Baricco - "La guerra tra Occidente e Islam è stata vinta dal primo. Molte guerre sono nate dall'orgoglio, o meglio dall'umiliazione dei vinti".
Scurati - Cosa fare per lenire la ferita?
Scalfari - Intanto bisogna interrogarsi sul perché le grandi religioni monoteiste siano occasione di guerra. È un tema estremamente delicato, ma le religioni che mettono l'accento su verità assolute, perché rivelate, contengono in sé un principio di intransigenza. Si sentono depositarie di una verità assoluta da insegnare agli altri per la salvezza dell'anima. Io non credo nella verità. Esiste solo quella di ciascuno, utile a dare un senso precario alla nostra esistenza. Ma mentre mi do un senso per sopravvivere, devo sapere che quel senso non c'è".
Baricco - "Grandi risposte non ci sono.

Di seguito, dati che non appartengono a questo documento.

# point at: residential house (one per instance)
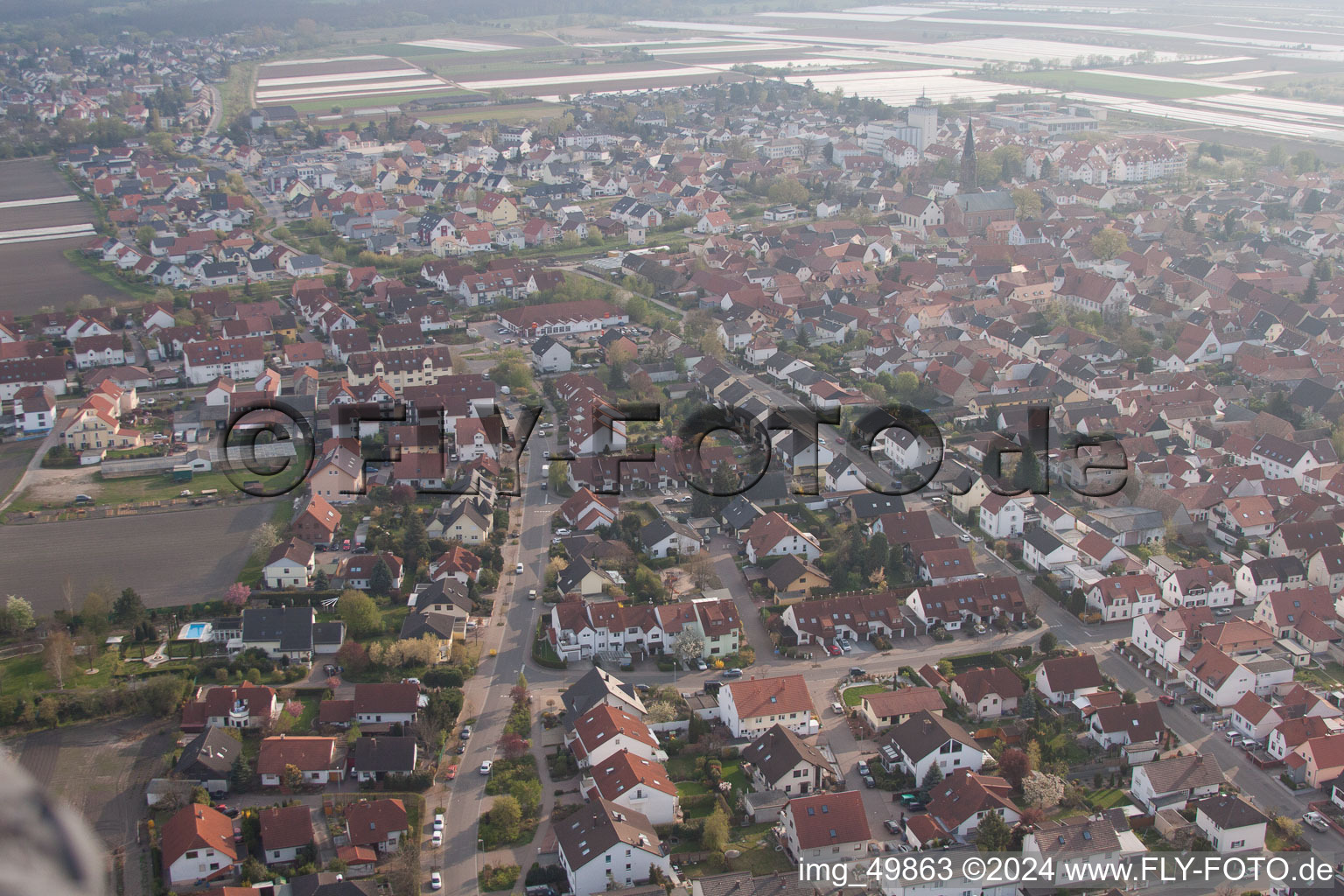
(780, 760)
(750, 707)
(825, 826)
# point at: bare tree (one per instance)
(60, 655)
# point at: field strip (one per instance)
(336, 90)
(40, 234)
(466, 46)
(1167, 80)
(722, 47)
(1219, 60)
(1249, 75)
(686, 72)
(45, 200)
(318, 62)
(1210, 117)
(702, 25)
(336, 78)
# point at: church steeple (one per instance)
(968, 160)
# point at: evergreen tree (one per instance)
(128, 609)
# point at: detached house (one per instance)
(604, 846)
(634, 785)
(781, 760)
(1066, 679)
(752, 707)
(987, 693)
(927, 740)
(825, 826)
(198, 845)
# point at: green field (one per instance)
(1113, 83)
(348, 103)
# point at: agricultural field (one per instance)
(206, 547)
(1120, 85)
(347, 78)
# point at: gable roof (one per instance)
(827, 818)
(770, 696)
(779, 750)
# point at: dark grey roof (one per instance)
(211, 751)
(290, 626)
(779, 750)
(593, 688)
(383, 754)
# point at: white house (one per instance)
(290, 566)
(927, 740)
(750, 707)
(605, 846)
(1230, 823)
(825, 826)
(198, 844)
(634, 783)
(1066, 679)
(1170, 783)
(1002, 517)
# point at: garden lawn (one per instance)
(854, 695)
(1109, 798)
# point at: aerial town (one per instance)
(721, 488)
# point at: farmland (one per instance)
(206, 549)
(347, 78)
(1118, 85)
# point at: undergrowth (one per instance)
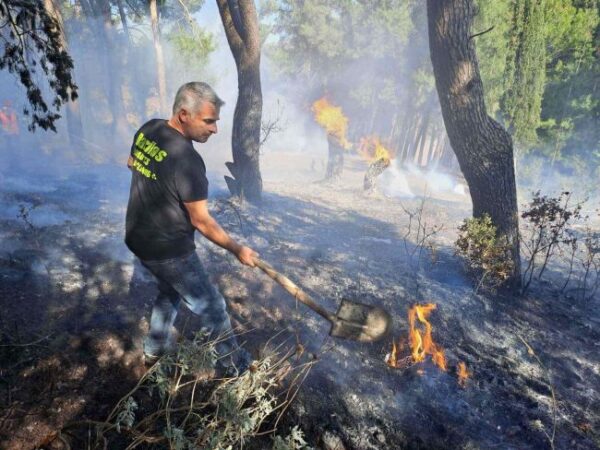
(180, 405)
(485, 253)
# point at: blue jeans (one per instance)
(183, 279)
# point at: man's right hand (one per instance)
(246, 256)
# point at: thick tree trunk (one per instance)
(483, 148)
(160, 59)
(74, 125)
(335, 159)
(240, 21)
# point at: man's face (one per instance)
(200, 126)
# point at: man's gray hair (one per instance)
(191, 95)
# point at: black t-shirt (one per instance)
(166, 172)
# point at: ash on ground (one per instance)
(75, 304)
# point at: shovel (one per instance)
(356, 321)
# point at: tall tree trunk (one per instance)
(74, 126)
(484, 149)
(241, 28)
(114, 68)
(335, 160)
(124, 21)
(160, 59)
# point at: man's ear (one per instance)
(183, 116)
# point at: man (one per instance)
(167, 203)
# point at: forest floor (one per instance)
(74, 306)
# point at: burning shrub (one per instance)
(484, 251)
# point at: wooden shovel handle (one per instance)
(293, 289)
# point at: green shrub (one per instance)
(486, 254)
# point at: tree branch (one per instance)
(233, 38)
(481, 33)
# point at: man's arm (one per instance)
(208, 226)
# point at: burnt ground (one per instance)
(73, 309)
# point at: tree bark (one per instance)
(335, 160)
(113, 68)
(240, 21)
(483, 148)
(160, 59)
(74, 125)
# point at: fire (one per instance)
(463, 374)
(393, 359)
(332, 119)
(372, 149)
(421, 343)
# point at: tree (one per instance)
(241, 28)
(483, 148)
(525, 73)
(74, 126)
(32, 39)
(160, 60)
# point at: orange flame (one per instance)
(372, 149)
(422, 344)
(332, 119)
(463, 374)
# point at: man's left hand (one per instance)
(246, 256)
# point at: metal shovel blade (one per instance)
(360, 322)
(353, 320)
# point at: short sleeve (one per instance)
(190, 178)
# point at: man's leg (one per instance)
(189, 279)
(160, 338)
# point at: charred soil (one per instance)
(74, 307)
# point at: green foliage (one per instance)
(354, 51)
(546, 221)
(33, 40)
(539, 65)
(293, 441)
(485, 251)
(197, 411)
(126, 415)
(525, 71)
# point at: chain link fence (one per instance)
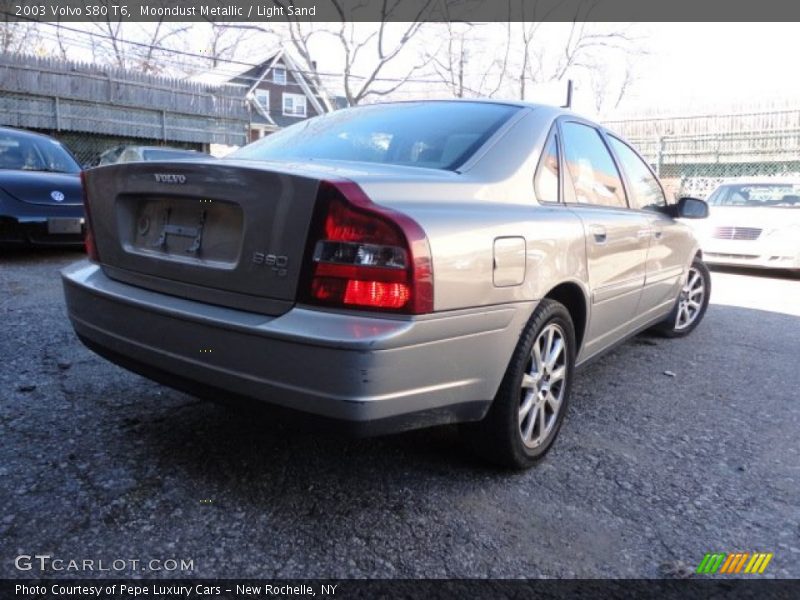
(48, 115)
(693, 154)
(695, 165)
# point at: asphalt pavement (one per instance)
(670, 449)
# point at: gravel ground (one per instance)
(671, 449)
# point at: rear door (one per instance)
(667, 257)
(617, 238)
(221, 233)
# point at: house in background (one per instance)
(277, 90)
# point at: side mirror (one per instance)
(691, 208)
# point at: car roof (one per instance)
(760, 180)
(167, 148)
(555, 110)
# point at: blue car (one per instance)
(41, 202)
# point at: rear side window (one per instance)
(434, 135)
(646, 193)
(590, 167)
(545, 182)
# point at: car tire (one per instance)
(538, 376)
(691, 303)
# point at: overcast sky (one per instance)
(682, 67)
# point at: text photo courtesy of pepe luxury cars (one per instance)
(411, 298)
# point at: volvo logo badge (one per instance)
(169, 178)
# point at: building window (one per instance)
(294, 105)
(262, 97)
(279, 75)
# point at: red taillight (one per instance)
(88, 240)
(365, 256)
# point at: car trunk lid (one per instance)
(227, 234)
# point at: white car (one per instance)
(753, 223)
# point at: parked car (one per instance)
(139, 153)
(392, 267)
(753, 223)
(41, 201)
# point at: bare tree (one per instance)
(224, 42)
(535, 53)
(367, 56)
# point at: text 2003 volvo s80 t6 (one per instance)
(391, 267)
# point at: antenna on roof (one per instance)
(569, 94)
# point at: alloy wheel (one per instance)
(543, 386)
(690, 301)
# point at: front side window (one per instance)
(590, 167)
(279, 75)
(294, 105)
(646, 193)
(763, 195)
(546, 179)
(433, 135)
(28, 153)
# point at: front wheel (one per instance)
(527, 411)
(691, 304)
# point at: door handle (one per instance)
(599, 234)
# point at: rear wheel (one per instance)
(692, 302)
(529, 407)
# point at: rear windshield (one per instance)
(435, 135)
(168, 154)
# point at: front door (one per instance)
(617, 238)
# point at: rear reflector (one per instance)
(362, 255)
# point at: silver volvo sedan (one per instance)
(391, 267)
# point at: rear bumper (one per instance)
(374, 374)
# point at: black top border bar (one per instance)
(265, 11)
(401, 589)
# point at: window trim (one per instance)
(284, 97)
(601, 134)
(275, 69)
(258, 91)
(625, 181)
(554, 132)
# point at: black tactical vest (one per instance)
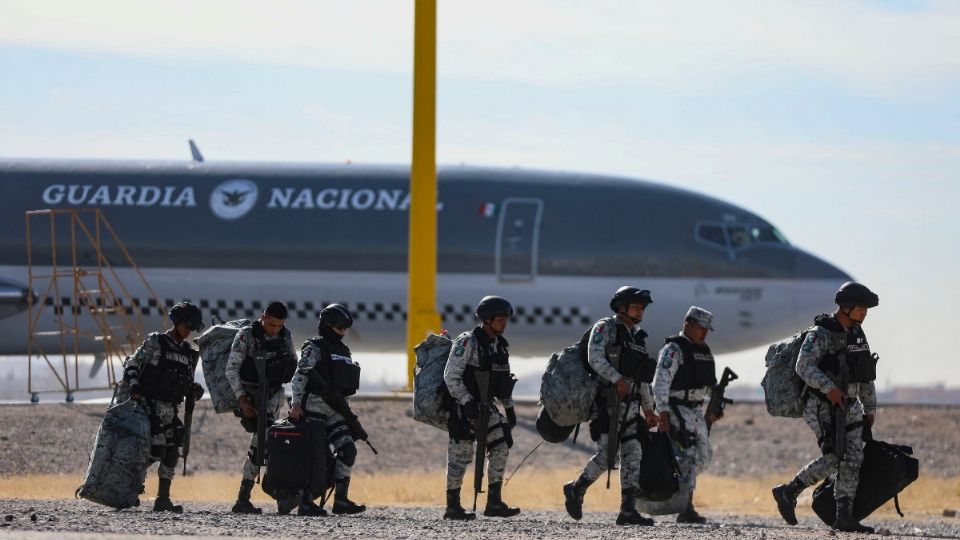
(635, 361)
(280, 365)
(851, 344)
(335, 366)
(172, 377)
(494, 357)
(698, 368)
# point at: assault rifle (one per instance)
(260, 362)
(840, 414)
(189, 402)
(613, 419)
(328, 393)
(482, 428)
(717, 402)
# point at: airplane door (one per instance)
(518, 232)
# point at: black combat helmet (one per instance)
(337, 316)
(630, 295)
(186, 313)
(493, 306)
(852, 294)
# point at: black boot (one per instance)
(689, 514)
(163, 502)
(628, 511)
(454, 511)
(495, 505)
(845, 521)
(341, 504)
(786, 497)
(308, 507)
(573, 493)
(243, 504)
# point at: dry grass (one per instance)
(532, 488)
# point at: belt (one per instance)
(686, 403)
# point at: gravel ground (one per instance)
(213, 520)
(57, 438)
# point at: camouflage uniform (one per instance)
(338, 432)
(166, 429)
(244, 346)
(460, 453)
(695, 456)
(818, 413)
(603, 335)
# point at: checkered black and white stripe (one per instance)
(362, 311)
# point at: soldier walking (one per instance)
(616, 352)
(834, 346)
(476, 351)
(269, 339)
(686, 374)
(330, 358)
(160, 375)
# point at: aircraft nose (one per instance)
(816, 283)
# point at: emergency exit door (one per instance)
(518, 232)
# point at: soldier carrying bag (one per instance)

Forse la moltiplicazione dei semplici gesti, molto simili al comportamento dell'artigiano dell'esistenza. La pazienza che ci ha insegnato il gandhismo. Bisognerebbe ricercare una civiltà di riacquisizione dell'esperienza".
Scalfari - Mi associo all'idea della pazienza come possibile risposta a questa violenza. Bisogna opporre anche al gesto brutale e barbarico un muro di gomma. In caso contrario, la reazione colpirebbe chi ha innalzato il muro di ferro. Alcuni bravi biologi mi hanno spiegato che la nostra specie si è imposta per capacità di adattamento e flessibilità. È la sola arma propria che abbiamo e va usata".